I know! I feel like a wimp living here myself - only a couple of weeks of -30 each year, hardly any snow, and chinooks galore. I hardly break out my winter parka here.
Sam, I don’t disagree with anything in your post, but all of Canada can’t live in Alberta (well, they probably could, but it wouldn’t be pretty). What’s the solution for keeping people where they are, and getting their local economies going?
I read an article in The Economist sometime recently describing how Japan, despite I think it was 12 major stimulus “injections”, not being able to get out of its slump.
We Canadians shouldn’t feel too much relative to other less supposedly frugal nations - this article in The Economist makes the argument that Japanese and Germans did not “succumb to the boom’s vices, but are nevertheless facing nasty recessions”.
Yes, but the reason for it is that both of those countries have tied significant portions of their economies to making goods for other countries - they are primary exporters of durable goods. So when their customers face a downturn, so do they.

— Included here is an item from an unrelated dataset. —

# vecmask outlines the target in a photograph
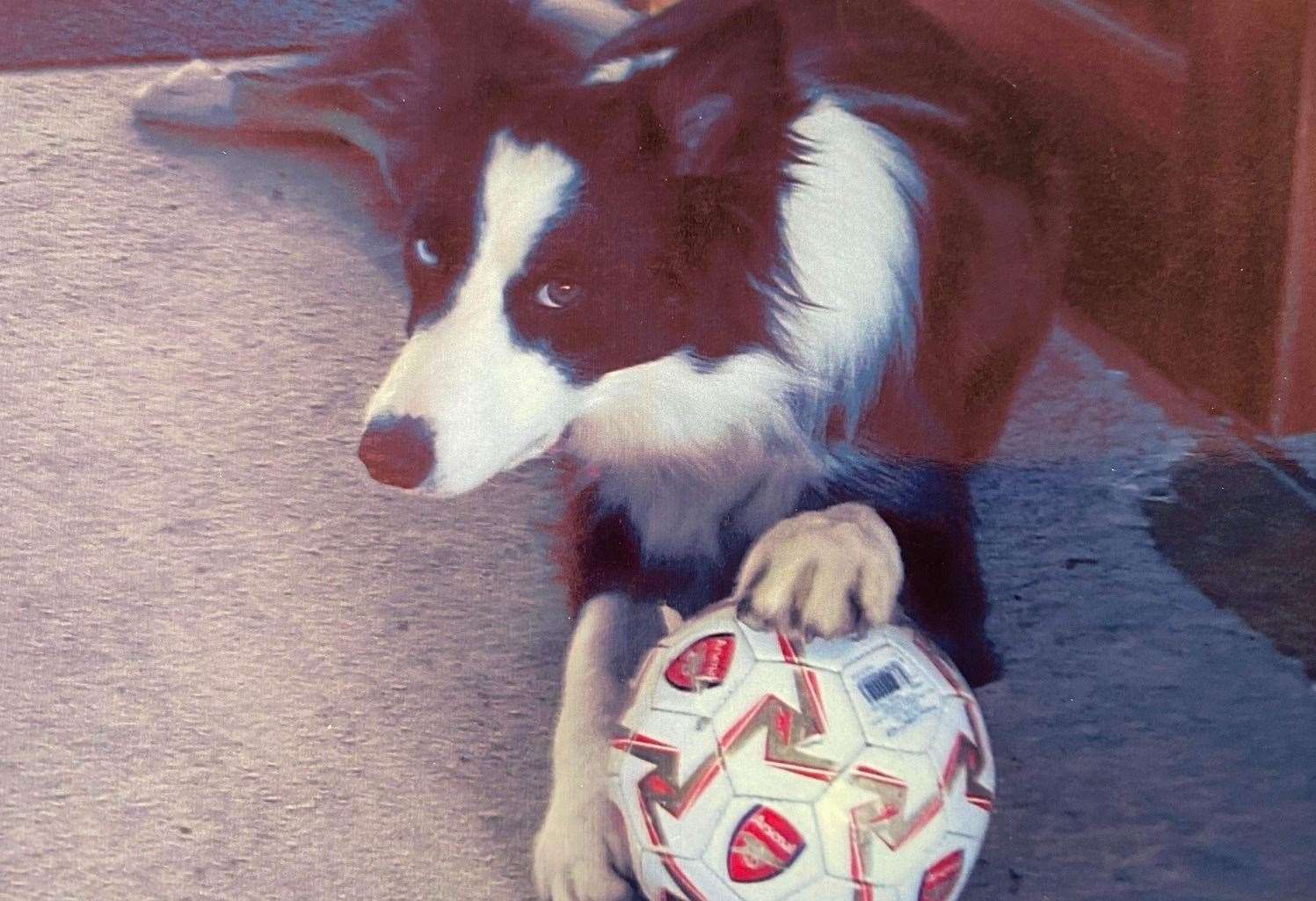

The whole point to the article was was that large structural imbalances are unhealthy - either having too much consumer spending, driving your economy on borrowed money, or relying too much on the consumer spending of others - driving your economy on supplying the consumer spending of others. What you want is a current account in balance. If your current account is heavily in surplus or in debt, you’re exposing your country to additional risk.